Ingevolge artikel 15, vierde lid wordt het AOW-pensioen van in Nederland wonende
pensioengerechtigden die tevens een Nieuw-Zeelands pensioen ontvangen, gekort (‘afgetopt’)
indien de som van het AOW-pensioen en het Nieuw-Zeelandse pensioen hoger is dan het maximale
AOW-pensioen. Deze korting mag alleen worden toegepast op dat gedeelte van het AOW-pensioen
dat gebaseerd is op de periode vóór 1 januari 1957 waarover geen premie verschuldigd was.
Tijdvakken van vrijwillige verzekering worden door de SVB buiten beschouwing gelaten.
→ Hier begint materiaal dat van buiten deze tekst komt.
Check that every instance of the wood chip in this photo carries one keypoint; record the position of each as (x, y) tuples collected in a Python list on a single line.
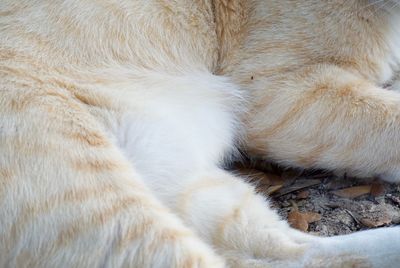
[(377, 189), (353, 192), (272, 189), (300, 220), (298, 185), (373, 223), (303, 194), (262, 178)]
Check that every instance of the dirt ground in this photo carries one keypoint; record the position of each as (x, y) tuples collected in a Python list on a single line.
[(322, 203)]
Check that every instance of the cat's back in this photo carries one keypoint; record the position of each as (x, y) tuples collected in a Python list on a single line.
[(94, 34)]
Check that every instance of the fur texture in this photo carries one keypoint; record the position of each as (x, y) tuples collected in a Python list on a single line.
[(116, 116)]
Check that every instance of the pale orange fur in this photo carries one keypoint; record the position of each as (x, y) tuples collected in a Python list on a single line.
[(116, 115)]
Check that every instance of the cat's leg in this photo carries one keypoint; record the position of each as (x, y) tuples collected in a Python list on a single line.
[(227, 213), (326, 117), (69, 198)]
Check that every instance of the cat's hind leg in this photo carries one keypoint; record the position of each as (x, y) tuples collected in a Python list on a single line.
[(326, 117)]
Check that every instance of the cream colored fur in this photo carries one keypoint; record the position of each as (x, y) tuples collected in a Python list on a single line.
[(116, 115)]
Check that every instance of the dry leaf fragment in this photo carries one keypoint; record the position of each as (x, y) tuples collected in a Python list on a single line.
[(353, 192), (377, 189), (301, 220)]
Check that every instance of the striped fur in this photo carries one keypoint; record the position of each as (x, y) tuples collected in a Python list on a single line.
[(116, 115)]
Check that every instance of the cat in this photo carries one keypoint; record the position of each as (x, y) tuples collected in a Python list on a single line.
[(117, 116)]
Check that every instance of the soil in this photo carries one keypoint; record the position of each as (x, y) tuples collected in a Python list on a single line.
[(322, 203)]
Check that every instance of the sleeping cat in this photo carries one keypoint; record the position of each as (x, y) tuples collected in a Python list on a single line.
[(117, 115)]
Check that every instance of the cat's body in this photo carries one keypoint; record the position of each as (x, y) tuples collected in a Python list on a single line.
[(114, 124)]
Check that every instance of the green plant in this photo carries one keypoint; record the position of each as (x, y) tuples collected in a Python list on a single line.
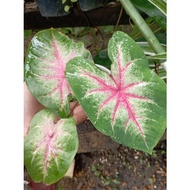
[(127, 103)]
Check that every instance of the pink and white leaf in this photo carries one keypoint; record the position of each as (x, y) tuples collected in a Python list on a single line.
[(49, 147), (129, 105)]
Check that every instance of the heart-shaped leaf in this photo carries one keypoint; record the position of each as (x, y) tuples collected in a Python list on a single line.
[(46, 59), (49, 148), (130, 104)]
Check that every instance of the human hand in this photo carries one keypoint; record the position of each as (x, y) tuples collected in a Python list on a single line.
[(32, 106)]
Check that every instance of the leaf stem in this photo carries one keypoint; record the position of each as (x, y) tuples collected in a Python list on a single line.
[(143, 26)]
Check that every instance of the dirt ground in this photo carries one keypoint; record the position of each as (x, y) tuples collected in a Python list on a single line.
[(115, 169)]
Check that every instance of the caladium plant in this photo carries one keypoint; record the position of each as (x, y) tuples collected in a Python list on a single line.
[(128, 103), (49, 147), (45, 63)]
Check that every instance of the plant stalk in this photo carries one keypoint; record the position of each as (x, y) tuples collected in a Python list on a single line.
[(143, 27)]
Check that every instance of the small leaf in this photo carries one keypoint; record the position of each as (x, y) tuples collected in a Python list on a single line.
[(130, 104), (160, 4), (49, 148), (46, 59)]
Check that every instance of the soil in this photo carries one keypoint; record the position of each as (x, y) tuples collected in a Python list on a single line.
[(118, 168)]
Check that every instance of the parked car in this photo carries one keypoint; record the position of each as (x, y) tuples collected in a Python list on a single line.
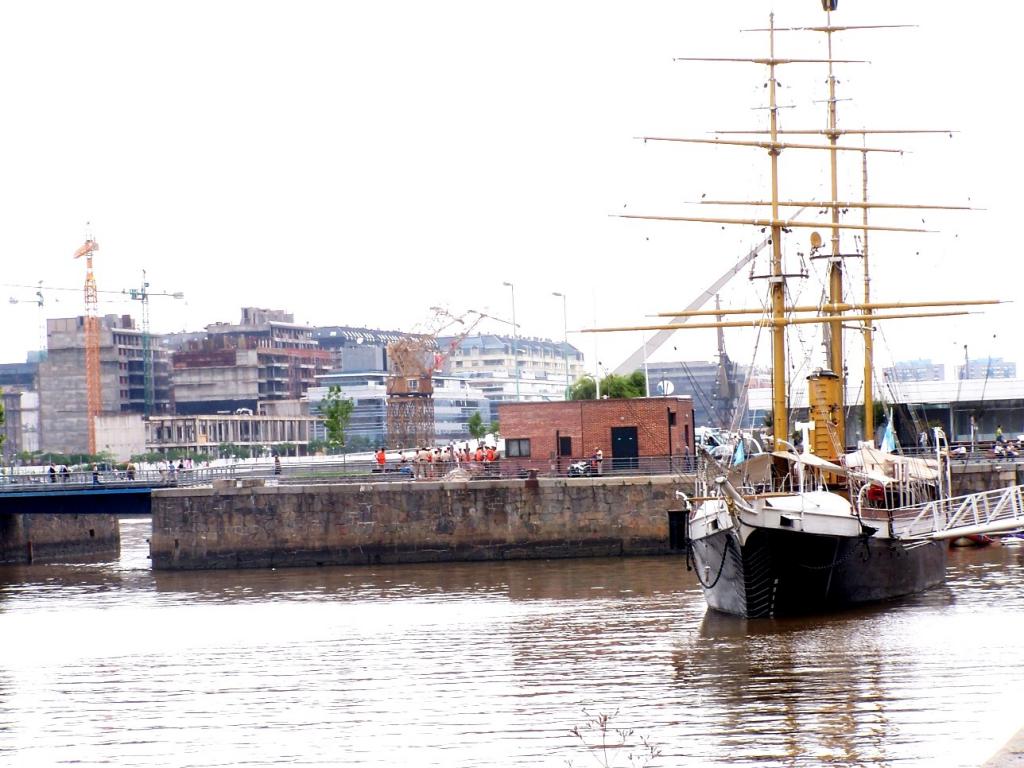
[(581, 469)]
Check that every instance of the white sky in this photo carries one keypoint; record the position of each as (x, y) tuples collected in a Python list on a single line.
[(358, 163)]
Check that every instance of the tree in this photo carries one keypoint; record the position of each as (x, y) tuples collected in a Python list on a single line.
[(585, 388), (614, 386), (336, 412), (476, 426)]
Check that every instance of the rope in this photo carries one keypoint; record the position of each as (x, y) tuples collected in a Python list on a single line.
[(691, 561)]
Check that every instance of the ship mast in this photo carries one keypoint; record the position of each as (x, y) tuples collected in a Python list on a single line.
[(868, 420), (779, 406), (836, 262), (830, 439)]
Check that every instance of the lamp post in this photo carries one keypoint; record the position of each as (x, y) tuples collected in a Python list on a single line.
[(515, 341), (565, 341)]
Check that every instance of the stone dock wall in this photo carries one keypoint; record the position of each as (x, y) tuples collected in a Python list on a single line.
[(390, 522), (57, 538), (240, 525)]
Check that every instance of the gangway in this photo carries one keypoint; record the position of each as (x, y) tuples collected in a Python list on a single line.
[(996, 511)]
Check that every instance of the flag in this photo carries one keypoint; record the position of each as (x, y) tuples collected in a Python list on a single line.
[(739, 456), (86, 248), (888, 438)]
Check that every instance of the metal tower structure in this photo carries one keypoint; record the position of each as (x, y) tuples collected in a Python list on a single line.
[(92, 391), (142, 295), (414, 359)]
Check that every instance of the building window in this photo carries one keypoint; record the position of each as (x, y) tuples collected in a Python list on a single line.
[(517, 449)]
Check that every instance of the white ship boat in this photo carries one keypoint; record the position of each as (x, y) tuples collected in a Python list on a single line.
[(821, 529)]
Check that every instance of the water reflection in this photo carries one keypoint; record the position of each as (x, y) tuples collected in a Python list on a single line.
[(489, 664)]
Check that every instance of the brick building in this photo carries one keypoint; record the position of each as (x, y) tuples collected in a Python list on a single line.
[(625, 429)]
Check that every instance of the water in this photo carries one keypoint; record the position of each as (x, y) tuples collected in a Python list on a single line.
[(493, 665)]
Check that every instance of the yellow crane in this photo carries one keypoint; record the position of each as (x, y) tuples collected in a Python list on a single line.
[(92, 391)]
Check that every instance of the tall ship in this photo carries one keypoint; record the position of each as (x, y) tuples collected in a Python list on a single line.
[(811, 525)]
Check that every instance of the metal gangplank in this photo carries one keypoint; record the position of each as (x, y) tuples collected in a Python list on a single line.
[(996, 511)]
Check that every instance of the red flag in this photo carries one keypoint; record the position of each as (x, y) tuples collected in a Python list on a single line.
[(86, 248)]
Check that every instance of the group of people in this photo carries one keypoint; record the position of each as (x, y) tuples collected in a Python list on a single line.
[(1004, 449), (426, 462)]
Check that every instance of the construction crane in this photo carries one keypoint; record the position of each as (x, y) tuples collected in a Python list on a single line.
[(92, 392), (142, 295), (414, 359)]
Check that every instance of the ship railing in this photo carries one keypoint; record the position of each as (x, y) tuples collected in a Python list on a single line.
[(988, 512)]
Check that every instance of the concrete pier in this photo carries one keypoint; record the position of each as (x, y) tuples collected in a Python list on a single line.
[(57, 538), (250, 526)]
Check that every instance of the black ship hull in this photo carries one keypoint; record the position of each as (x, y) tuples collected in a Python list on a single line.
[(787, 572)]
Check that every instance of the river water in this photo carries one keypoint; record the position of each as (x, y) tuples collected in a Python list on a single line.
[(493, 665)]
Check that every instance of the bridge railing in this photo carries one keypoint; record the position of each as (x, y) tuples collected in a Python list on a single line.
[(77, 480)]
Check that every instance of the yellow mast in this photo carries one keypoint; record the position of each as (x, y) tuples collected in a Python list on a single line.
[(780, 413), (868, 419), (836, 262)]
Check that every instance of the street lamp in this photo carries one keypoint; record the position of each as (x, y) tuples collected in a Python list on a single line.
[(515, 341), (565, 341)]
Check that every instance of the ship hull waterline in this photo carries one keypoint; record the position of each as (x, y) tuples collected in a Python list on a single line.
[(791, 572)]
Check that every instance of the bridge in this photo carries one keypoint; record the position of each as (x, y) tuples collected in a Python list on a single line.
[(81, 493)]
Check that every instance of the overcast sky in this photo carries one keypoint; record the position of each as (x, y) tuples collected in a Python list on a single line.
[(359, 163)]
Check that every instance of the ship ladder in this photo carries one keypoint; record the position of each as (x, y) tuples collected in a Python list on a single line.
[(998, 511)]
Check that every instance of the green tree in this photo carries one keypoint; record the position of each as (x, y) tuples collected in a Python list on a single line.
[(585, 388), (476, 426), (336, 412)]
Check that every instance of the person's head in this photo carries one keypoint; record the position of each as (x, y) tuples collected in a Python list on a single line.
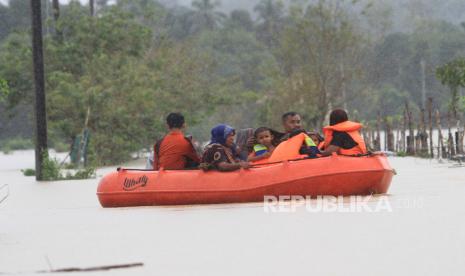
[(175, 120), (291, 121), (223, 134), (337, 116), (263, 136)]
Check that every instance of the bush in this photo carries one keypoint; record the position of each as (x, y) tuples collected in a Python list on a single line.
[(29, 172), (16, 144), (51, 171)]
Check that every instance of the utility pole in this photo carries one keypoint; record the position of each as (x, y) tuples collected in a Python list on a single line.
[(39, 84), (92, 7), (423, 83)]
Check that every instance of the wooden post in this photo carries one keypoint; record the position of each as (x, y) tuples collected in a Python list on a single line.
[(441, 148), (39, 85), (404, 125), (430, 125), (459, 138), (56, 9), (389, 144), (450, 138), (423, 134), (92, 7), (411, 136)]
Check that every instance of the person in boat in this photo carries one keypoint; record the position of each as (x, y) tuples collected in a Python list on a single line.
[(292, 124), (342, 136), (221, 154), (175, 151), (264, 147)]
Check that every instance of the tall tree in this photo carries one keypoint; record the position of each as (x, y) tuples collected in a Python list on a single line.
[(452, 74), (270, 14), (39, 81)]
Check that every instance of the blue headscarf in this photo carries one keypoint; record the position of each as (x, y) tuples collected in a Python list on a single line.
[(220, 133)]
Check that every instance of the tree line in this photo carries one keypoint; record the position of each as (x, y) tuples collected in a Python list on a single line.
[(118, 69)]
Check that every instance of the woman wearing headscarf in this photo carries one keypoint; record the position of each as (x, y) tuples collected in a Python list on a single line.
[(221, 153)]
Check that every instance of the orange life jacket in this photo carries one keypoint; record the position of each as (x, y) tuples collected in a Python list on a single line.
[(351, 128)]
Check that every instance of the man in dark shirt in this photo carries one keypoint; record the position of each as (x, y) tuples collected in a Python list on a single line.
[(175, 151), (342, 136), (343, 140)]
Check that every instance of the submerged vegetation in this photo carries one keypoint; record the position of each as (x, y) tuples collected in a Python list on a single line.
[(52, 171), (118, 72)]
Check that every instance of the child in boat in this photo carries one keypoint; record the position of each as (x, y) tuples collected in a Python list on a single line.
[(221, 153), (264, 147)]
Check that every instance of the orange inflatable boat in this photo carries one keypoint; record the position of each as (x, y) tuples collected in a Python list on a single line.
[(333, 175)]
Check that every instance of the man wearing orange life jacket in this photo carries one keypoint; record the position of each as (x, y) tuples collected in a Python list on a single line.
[(342, 136)]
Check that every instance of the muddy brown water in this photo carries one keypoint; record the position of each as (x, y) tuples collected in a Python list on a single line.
[(54, 225)]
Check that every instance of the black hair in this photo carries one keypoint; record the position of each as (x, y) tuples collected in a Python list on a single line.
[(260, 130), (337, 116), (175, 120), (288, 114)]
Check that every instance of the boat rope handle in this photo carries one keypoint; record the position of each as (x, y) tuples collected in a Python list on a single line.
[(268, 163)]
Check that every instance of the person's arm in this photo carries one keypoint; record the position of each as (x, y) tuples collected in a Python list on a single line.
[(228, 167), (328, 151), (259, 157)]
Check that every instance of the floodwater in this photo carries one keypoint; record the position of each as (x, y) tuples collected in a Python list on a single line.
[(53, 225)]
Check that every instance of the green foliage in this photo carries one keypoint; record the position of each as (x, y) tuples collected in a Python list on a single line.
[(29, 172), (4, 89), (51, 171), (15, 144), (452, 74), (120, 72)]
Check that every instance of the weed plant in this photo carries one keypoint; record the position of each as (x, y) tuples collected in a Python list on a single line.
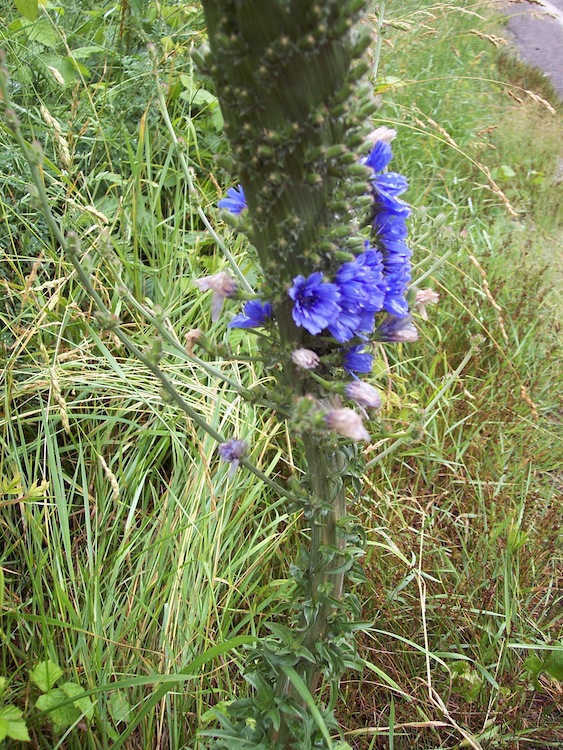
[(128, 553)]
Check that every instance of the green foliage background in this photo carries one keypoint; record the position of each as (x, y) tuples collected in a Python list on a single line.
[(127, 552)]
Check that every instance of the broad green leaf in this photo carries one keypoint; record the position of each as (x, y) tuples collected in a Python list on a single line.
[(42, 32), (11, 713), (17, 730), (554, 664), (12, 725), (533, 664), (28, 8), (45, 674)]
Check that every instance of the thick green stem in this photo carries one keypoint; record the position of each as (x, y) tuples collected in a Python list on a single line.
[(325, 469)]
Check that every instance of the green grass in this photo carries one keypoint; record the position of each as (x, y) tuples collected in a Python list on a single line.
[(127, 551)]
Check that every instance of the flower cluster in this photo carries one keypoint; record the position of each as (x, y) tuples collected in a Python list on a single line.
[(345, 306), (390, 229)]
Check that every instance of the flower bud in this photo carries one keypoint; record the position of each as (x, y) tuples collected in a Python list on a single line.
[(305, 358), (348, 423), (363, 394), (222, 285)]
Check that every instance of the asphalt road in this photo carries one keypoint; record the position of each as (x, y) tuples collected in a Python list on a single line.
[(537, 30)]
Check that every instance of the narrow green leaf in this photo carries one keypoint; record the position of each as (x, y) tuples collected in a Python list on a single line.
[(554, 665), (306, 696), (45, 674), (61, 712), (82, 702), (28, 8)]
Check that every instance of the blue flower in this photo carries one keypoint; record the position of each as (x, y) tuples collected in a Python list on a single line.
[(235, 202), (397, 268), (255, 314), (380, 156), (361, 287), (356, 359), (232, 451), (316, 302), (387, 187)]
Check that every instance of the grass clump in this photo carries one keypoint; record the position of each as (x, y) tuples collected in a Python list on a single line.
[(128, 553)]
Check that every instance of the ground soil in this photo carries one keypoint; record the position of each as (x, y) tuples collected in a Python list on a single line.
[(536, 29)]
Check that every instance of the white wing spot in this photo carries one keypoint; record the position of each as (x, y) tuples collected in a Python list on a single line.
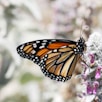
[(41, 47), (44, 40), (34, 45), (33, 51), (53, 40), (43, 44), (49, 52), (63, 46), (21, 47), (55, 50), (37, 41)]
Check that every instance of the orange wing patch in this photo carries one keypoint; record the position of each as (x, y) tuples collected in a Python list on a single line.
[(27, 49), (57, 45), (42, 52)]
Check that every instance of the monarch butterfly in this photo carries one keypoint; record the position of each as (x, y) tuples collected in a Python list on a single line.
[(56, 58)]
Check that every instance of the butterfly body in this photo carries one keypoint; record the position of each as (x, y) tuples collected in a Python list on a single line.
[(56, 58)]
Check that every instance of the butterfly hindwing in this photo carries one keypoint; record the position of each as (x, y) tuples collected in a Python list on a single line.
[(56, 58)]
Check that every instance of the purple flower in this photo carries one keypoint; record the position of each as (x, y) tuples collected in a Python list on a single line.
[(95, 87), (89, 88), (98, 72)]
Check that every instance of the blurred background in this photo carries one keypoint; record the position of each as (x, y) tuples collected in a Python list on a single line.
[(25, 20)]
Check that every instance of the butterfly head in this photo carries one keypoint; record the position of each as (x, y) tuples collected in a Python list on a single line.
[(81, 46)]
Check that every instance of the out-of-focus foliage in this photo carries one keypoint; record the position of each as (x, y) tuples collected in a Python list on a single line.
[(26, 20)]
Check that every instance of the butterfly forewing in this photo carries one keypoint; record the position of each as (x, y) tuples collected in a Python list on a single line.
[(56, 58)]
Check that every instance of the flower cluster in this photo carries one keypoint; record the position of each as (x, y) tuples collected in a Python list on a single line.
[(92, 73), (68, 16)]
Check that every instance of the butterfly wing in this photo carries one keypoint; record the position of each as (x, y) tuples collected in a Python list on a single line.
[(56, 58)]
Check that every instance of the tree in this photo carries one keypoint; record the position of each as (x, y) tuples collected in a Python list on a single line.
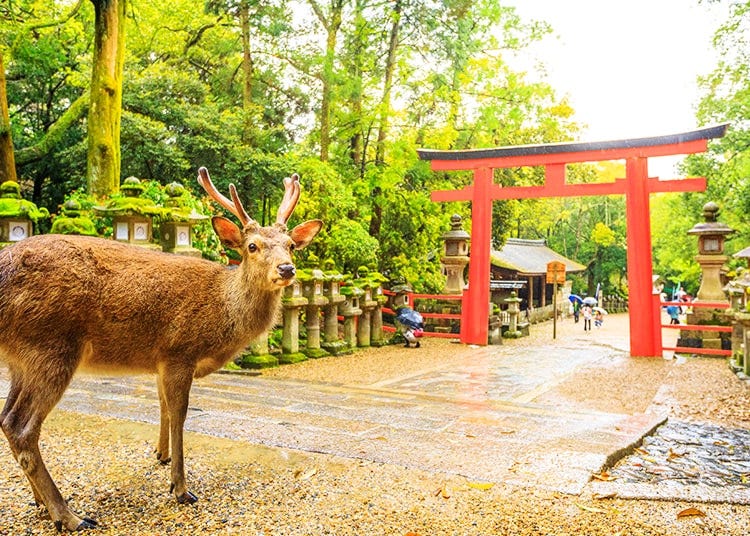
[(7, 158), (105, 109)]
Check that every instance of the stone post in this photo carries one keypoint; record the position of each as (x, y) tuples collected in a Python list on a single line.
[(332, 343), (350, 311), (455, 256), (292, 302), (514, 309), (711, 235), (312, 289)]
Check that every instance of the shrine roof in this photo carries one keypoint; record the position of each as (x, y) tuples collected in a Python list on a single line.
[(573, 147), (530, 257)]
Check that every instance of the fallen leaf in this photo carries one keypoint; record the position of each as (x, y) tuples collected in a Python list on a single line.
[(299, 474), (481, 485), (672, 455), (689, 512), (604, 475), (591, 509)]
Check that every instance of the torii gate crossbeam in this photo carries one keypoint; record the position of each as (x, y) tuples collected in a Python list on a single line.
[(645, 331)]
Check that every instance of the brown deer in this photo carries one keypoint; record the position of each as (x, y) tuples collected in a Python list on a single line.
[(73, 303)]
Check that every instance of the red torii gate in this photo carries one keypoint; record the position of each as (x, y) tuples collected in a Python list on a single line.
[(645, 330)]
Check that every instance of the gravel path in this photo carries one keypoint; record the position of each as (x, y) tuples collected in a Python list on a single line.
[(107, 471)]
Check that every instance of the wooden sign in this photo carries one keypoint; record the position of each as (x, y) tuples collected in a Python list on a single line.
[(556, 272)]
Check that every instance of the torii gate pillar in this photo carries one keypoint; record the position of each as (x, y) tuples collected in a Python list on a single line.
[(645, 329)]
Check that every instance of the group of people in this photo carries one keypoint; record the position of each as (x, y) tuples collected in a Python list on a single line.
[(589, 313)]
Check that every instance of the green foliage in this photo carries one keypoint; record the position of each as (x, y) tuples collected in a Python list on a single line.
[(352, 246)]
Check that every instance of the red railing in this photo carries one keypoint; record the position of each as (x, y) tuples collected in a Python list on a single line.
[(411, 297), (697, 327)]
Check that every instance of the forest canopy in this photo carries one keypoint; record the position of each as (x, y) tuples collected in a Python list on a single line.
[(342, 92)]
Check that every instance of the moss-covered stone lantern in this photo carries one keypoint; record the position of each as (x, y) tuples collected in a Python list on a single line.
[(455, 256), (176, 231), (73, 221), (350, 311), (292, 302), (312, 289), (711, 236), (332, 343), (132, 215), (17, 216)]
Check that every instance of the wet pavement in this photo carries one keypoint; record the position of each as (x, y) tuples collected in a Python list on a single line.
[(473, 417)]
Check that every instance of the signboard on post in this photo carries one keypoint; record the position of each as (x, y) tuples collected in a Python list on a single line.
[(555, 276), (556, 272)]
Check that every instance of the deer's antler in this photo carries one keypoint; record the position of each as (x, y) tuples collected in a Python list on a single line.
[(234, 206), (291, 196)]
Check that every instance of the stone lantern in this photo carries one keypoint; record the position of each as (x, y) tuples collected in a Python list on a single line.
[(514, 310), (177, 231), (132, 215), (455, 256), (73, 221), (17, 216), (711, 235), (312, 290), (331, 290), (350, 310), (292, 302)]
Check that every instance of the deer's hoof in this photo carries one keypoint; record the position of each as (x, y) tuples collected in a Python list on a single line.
[(87, 523), (187, 498)]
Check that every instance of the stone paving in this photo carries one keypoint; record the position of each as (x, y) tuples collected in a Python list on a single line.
[(474, 418), (469, 419)]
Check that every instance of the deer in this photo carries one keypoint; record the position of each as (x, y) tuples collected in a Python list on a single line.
[(73, 304)]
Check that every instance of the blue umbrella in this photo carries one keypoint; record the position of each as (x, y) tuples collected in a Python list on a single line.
[(410, 318)]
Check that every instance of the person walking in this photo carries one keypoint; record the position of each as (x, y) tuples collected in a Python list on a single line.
[(587, 314)]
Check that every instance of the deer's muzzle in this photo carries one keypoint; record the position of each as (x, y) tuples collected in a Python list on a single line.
[(286, 271)]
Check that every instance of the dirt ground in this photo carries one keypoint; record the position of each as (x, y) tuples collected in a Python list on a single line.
[(110, 474)]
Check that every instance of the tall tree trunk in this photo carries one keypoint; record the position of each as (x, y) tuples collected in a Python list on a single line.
[(7, 158), (105, 111), (332, 24), (390, 67), (358, 51), (247, 71)]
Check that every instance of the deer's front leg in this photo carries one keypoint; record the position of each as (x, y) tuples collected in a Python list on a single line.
[(176, 384), (162, 448)]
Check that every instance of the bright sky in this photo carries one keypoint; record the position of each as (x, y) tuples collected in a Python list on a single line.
[(629, 68)]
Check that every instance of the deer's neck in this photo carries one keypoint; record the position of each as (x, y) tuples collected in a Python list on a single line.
[(253, 308)]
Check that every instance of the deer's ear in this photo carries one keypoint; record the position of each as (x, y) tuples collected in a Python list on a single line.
[(229, 234), (303, 234)]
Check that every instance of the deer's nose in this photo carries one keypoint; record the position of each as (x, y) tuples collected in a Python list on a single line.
[(286, 271)]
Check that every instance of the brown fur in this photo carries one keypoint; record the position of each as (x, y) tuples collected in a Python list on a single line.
[(72, 303)]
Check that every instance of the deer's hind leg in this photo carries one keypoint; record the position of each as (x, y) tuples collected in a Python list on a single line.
[(162, 448), (32, 396), (15, 388), (175, 381)]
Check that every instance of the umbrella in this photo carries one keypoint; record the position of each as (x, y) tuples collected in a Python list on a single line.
[(410, 318)]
Bij de aftopping wordt uitgegaan van bruto pensioenbedragen zonder dat
rekening wordt gehouden met eventuele overmakingskosten.
Ingevolge
artikel 15, vijfde lid zijn wijzigingen in de wisselkoers niet van invloed op de aftopping
van het AOW-pensioen, mits ten minste eenmaal per jaar een omrekening plaatsvindt met
gebruikmaking van de wisselkoers zoals die wordt geadviseerd door De Nederlandsche Bank NV
op de dag van betaling van de Nieuw-Zeelandse uitkering voor de maand waarin de
herberekening plaatsvindt. In afwijking van de letter van dit voorschrift hanteert de SVB
bij de jaarlijkse omrekening de wisselkoers die in de maand van herberekening is gehanteerd
bij de betaling van de Nieuw-Zeelandse uitkering. Met dit beleid beoogt de SVB te voorkomen
dat AOW-gerechtigden in een maand met twee verschillende wisselkoersen worden
geconfronteerd.De SVB past de aftoppingsbepaling van artikel 15, vierde lid ook toe in die
gevallen waarin de AOW-gerechtigde geen aanspraak (meer) laat gelden op een Nieuw-Zeelands
ouderdomspensioen, waardoor er geen aanvraag daartoe wordt ingediend en er dus ook geen
beslissing inzake het Nieuw-Zeelandse pensioenrecht wordt afgegeven. De SVB houdt in deze
gevallen rekening met de hoogte van het Nieuw-Zeelandse pensioen waarop rechtens aanspraak
bestaat. Deze handelwijze is ingegeven naar analogie van de oplossing van een soortgelijke
problematiek via een aanpassing van artikel 76 Vo. 1408/71.
Grondslag
De tekst van de beleidsregels is afgesloten naar de stand van de wetgeving op 1 juni 2011. De beleidsregels zijn nog niet aangepast aan de inwerkingtreding van de EG-Verordeningen 883/2004 en 987/2009 per 1 mei 2010.